0

I'm trying to use iText PDFSweep RegexBasedCleanupStrategy to redact some words from pdf, however I only want to redact the word but not appear in other word, eg. I want to redact "al" as single word, but I don't want to redact the "al" in "mineral". So I add the word boundary("\b") in the Regex as parameter to RegexBasedCleanupStrategy,

  new RegexBasedCleanupStrategy("\\bal\\b")

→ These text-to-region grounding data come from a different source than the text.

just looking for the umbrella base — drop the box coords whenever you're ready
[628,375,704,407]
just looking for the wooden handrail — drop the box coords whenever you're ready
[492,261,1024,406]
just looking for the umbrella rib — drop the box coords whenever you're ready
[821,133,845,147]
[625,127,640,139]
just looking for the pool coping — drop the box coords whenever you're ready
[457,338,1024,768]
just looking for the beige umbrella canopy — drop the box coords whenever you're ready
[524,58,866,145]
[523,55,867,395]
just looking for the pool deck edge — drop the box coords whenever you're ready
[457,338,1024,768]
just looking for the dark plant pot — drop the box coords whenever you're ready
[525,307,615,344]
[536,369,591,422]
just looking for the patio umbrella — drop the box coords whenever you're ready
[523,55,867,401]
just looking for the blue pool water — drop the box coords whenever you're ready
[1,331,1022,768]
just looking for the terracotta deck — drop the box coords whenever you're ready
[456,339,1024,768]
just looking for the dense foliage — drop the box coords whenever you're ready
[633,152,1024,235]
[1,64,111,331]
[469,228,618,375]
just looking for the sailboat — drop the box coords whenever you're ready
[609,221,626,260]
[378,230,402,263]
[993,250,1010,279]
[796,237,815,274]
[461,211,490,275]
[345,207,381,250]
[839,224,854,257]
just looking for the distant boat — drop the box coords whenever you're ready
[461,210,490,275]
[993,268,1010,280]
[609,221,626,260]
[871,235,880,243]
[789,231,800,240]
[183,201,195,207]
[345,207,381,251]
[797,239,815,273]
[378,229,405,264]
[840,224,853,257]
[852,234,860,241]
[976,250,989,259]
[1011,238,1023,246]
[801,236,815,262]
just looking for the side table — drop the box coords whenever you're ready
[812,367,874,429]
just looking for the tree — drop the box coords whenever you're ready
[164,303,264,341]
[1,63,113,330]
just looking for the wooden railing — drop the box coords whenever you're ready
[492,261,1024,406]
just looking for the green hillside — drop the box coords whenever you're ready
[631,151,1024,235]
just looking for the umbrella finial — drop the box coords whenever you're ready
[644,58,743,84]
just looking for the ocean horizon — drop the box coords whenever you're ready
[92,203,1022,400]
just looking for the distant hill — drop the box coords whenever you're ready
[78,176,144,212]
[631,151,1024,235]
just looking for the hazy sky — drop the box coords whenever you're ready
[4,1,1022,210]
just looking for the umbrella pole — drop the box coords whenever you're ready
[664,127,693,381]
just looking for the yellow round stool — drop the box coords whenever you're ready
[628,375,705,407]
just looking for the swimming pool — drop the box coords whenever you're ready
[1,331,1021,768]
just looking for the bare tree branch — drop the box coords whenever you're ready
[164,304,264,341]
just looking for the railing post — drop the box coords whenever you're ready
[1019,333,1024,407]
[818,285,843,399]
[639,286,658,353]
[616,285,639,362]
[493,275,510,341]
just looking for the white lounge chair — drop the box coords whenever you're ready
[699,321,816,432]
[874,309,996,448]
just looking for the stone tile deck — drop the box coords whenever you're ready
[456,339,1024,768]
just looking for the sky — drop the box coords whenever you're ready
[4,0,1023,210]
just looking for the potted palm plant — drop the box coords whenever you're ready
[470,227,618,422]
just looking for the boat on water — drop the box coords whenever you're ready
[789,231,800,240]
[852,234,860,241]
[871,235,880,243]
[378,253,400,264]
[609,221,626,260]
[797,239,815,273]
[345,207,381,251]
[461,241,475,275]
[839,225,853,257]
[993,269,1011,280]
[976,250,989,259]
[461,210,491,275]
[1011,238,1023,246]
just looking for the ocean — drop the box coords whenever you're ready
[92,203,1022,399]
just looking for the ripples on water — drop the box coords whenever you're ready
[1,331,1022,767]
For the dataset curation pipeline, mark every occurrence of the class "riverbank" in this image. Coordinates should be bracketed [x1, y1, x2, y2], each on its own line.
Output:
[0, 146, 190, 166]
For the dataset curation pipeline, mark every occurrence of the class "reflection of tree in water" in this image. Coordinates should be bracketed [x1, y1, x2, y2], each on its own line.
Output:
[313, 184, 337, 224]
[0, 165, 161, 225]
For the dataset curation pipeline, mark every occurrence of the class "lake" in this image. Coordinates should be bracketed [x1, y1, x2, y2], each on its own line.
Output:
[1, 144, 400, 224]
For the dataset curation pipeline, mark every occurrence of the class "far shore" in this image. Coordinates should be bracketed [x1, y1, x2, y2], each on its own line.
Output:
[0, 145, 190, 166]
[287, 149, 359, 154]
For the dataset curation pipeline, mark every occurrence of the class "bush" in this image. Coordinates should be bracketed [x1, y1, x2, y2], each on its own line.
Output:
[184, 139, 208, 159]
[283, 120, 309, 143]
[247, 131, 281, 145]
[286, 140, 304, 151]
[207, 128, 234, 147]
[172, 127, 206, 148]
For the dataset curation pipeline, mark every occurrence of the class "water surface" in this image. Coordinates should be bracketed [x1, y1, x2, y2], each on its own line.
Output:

however the pdfAutoSweep.cleanUp not work if the word is at the end of line.

mkl
  • 90,588
  • 15
  • 125
  • 265
J Zou
  • 108
  • 6
  • **A** You claim *however the pdfAutoSweep.cleanUp not work* - what do you mean by that? Does `cleanUp` not redact there at all? Or does it redact something wrong? **B** The problem might be a matter of regular expression interpretation. Thus, I'd propose you add the tag [tag:regex]. – mkl Oct 06 '18 at 21:02
  • I mean when the word is at the end of line, the clean up didn't redact anything. if the word I want to redact is the middle of the line, the cleanup will redact it properly. – J Zou Oct 07 '18 at 17:51
  • Ok, I could indeed reproduce the issue easily. – mkl Oct 08 '18 at 13:48

1 Answers1

1

In short

The cause of this issue is that the routine that flattens the extracted text chunks into a single String for applying the regular expression does not insert any indicator for a line break. Thus, in that String the last letter from one line is immediately followed by the first letter of the next which hides the word boundary. One can fix the behavior by adding an appropriate character to the String in case of a line break.

The problematic code

The routine that flattens the extracted text chunks into a single String is CharacterRenderInfo.mapString(List<CharacterRenderInfo>) in the package com.itextpdf.kernel.pdf.canvas.parser.listener. In case of a merely horizontal gap this routine inserts a space character but in case of a vertical offset, i.e. a line break, it adds nothing extra to the StringBuilder in which the String representation is generated:

if (chunk.sameLine(lastChunk)) {
    // we only insert a blank space if the trailing character of the previous string wasn't a space, and the leading character of the current string isn't a space
    if (chunk.getLocation().isAtWordBoundary(lastChunk.getLocation()) && !chunk.getText().startsWith(" ") && !chunk.getText().endsWith(" ")) {
        sb.append(' ');
    }
    indexMap.put(sb.length(), i);
    sb.append(chunk.getText());
} else {
    indexMap.put(sb.length(), i);
    sb.append(chunk.getText());
}

A possible fix

One can extend the code above to insert a newline character in case of a line break:

if (chunk.sameLine(lastChunk)) {
    // we only insert a blank space if the trailing character of the previous string wasn't a space, and the leading character of the current string isn't a space
    if (chunk.getLocation().isAtWordBoundary(lastChunk.getLocation()) && !chunk.getText().startsWith(" ") && !chunk.getText().endsWith(" ")) {
        sb.append(' ');
    }
    indexMap.put(sb.length(), i);
    sb.append(chunk.getText());
} else {
    sb.append('\n');
    indexMap.put(sb.length(), i);
    sb.append(chunk.getText());
}

This CharacterRenderInfo.mapString method is only called from the RegexBasedLocationExtractionStrategy method getResultantLocations() (package com.itextpdf.kernel.pdf.canvas.parser.listener), and only for the task mentioned, i.e. applying the regular expression in question. Thus, enabling it to properly allow recognition of word boundaries should not break anything but indeed should be considered a fix.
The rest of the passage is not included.